Le 43e Super Bowl aura tout de même été l'un des meilleurs. Kurt Warner qui enfonce 377 verges de gains dans la gorge des Steelers. Larry Fitzgerald qui se pousse sur 64 verges pour le touché. Le gros Harrison qui ramène l'objet à l'autre bout sur 100 verges. Et la poussée magique fabriquée par Roethlisberger à la fin. Frissons garantis.

Au même party d'après-match, plusieurs membres des médias s'insurgeaient contre les arbitres, trop pro-Steelers à leur goût. Ce fut pas mal pire au 40e Super Bowl, si vous voulez mon avis, mais la question demeure: comment expliquer que personne n'ait jugé bon de revoir l'échappé de Kurt Warner à la fin? Si c'était pas le tuck rule de Tom Brady, c'était pas loin... Avec la pénalité de 15 verges, les Cards auraient eu le ballon au 29 des Steelers.

Mais bon. On retiendra de ces Steelers qu'ils formaient une solide équipe... qui comprenait très bien le concept d'équipe, justement.

«Nous ne montrons jamais personne du doigt dans notre vestiaire, a expliqué l'entraîneur Mike Tomlin hier matin. Nous avons toujours préféré gagner nos matchs en équipe. C'est notre façon de faire. Nous ne nous préoccupons pas de ce que les gens pensent de certains de nos joueurs. Nous nous préoccupons du résultat final de chaque match.»

Dans le délire médiatique de l'après Super Bowl, certains collègues des médias se permettent toujours d'en beurrer épais. C'est encore arrivé hier. Je ne compte plus le nombre d'experts qui ont parlé des Steelers comme d'une équipe de grande classe, d'une «organisation modèle», de la «plus grande organisation du sport professionnel de tous les temps».

Comme on a la mémoire courte.

On semble oublier que les Steelers ne sont pas étrangers aux scandales, comme la majorité des équipes du football américain. Rappelons que le héros James Harrison a été arrêté pour une affaire de violence conjugale il y a un an (madame avait choisi de laisser tomber les accusations par la suite). Rappelons que les Steelers, selon plusieurs anciens joueurs, auraient été les premiers à populariser l'usage de stéroïdes dans cette ligue au cours des années 70 (lire à ce sujet le livre d'un ancien Steelers, Steve Courson, False Glory: Steelers and Steroids).

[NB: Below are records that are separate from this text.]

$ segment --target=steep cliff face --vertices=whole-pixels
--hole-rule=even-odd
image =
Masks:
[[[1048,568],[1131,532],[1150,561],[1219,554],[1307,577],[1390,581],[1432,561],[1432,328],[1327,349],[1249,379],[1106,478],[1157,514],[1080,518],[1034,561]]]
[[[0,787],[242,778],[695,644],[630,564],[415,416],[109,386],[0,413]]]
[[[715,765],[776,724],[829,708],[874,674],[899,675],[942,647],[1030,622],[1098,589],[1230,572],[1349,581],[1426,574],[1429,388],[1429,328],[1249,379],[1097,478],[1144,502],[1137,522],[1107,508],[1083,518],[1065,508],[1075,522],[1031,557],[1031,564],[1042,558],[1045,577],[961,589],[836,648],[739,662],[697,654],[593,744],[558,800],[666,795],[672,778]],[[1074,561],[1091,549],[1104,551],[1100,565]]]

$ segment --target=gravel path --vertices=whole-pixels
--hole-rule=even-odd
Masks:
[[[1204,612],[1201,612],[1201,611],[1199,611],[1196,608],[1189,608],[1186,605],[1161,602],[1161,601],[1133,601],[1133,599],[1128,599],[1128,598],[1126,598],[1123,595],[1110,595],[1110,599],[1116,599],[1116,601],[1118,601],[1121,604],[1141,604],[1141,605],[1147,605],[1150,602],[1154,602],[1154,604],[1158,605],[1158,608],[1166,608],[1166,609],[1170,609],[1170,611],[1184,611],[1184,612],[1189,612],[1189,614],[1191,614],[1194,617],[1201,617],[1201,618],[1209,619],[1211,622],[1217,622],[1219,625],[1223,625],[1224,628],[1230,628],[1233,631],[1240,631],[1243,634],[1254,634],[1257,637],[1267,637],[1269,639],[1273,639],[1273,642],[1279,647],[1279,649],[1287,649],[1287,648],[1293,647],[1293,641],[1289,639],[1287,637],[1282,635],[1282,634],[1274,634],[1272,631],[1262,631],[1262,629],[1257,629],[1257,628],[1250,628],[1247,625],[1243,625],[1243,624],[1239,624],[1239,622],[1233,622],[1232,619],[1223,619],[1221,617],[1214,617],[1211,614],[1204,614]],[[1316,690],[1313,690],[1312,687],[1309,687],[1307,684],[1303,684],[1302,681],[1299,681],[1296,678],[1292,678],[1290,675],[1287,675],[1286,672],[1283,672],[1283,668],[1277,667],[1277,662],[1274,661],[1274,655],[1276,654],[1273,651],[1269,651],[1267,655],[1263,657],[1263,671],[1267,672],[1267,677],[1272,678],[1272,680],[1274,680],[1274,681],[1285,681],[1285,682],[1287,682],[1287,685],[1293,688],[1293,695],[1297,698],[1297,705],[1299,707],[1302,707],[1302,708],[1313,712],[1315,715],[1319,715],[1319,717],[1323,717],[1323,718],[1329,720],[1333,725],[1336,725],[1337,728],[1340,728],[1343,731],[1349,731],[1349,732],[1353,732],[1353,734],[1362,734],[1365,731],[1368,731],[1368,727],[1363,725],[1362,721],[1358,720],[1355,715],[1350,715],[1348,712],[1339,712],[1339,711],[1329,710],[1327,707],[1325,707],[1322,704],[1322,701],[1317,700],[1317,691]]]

On peut admirer cette organisation pour sa patience et son approche méthodique. Mais de là à parler d'une équipe à la réputation immaculée, il y a un énorme pas. Ceci est la NFL, après tout.

Et puisqu'on est dans les délires médiatiques, voici que certains «experts» n'hésitent plus à placer Ben Roethlisberger au zénith des quarts, en compagnie de Joe Montana, Peyton Manning et Tom Brady...

Ces comparaisons sont si ridicules qu'elles ne méritent même pas qu'on s'y attarde. Juste pour la forme, rappelons quand même que Tom Brady a été sacré joueur le plus utile au Super Bowl à deux reprises. Roethlisberger? Jamais. La raison en est simple: contrairement aux trois autres, gros Ben n'est pas la raison principale des succès de son équipe.

Ce qui ne lui enlève rien, remarquez. Le numéro 7 remplit son rôle à merveille dans le système des Steelers. Face aux Cards, il a réussi 70% de ses tirs. C'est la plus grande différence dans son jeu, lui qui gaffait trop souvent dans un passé pas si lointain. Sur la poussée victorieuse dimanche soir, il s'est sorti du pétrin à plusieurs reprises, et a lancé le ballon juste au bon endroit vers un Santonio Holmes en état de grâce dans la zone des buts.

«Beaucoup d'autres quarts ont de bien meilleures statistiques, a fait remarquer le receveur Hines Ward. Mais la seule chose qui compte avec Ben, c'est qu'il est un gagnant.»

C'est la seule chose qui compte, en effet.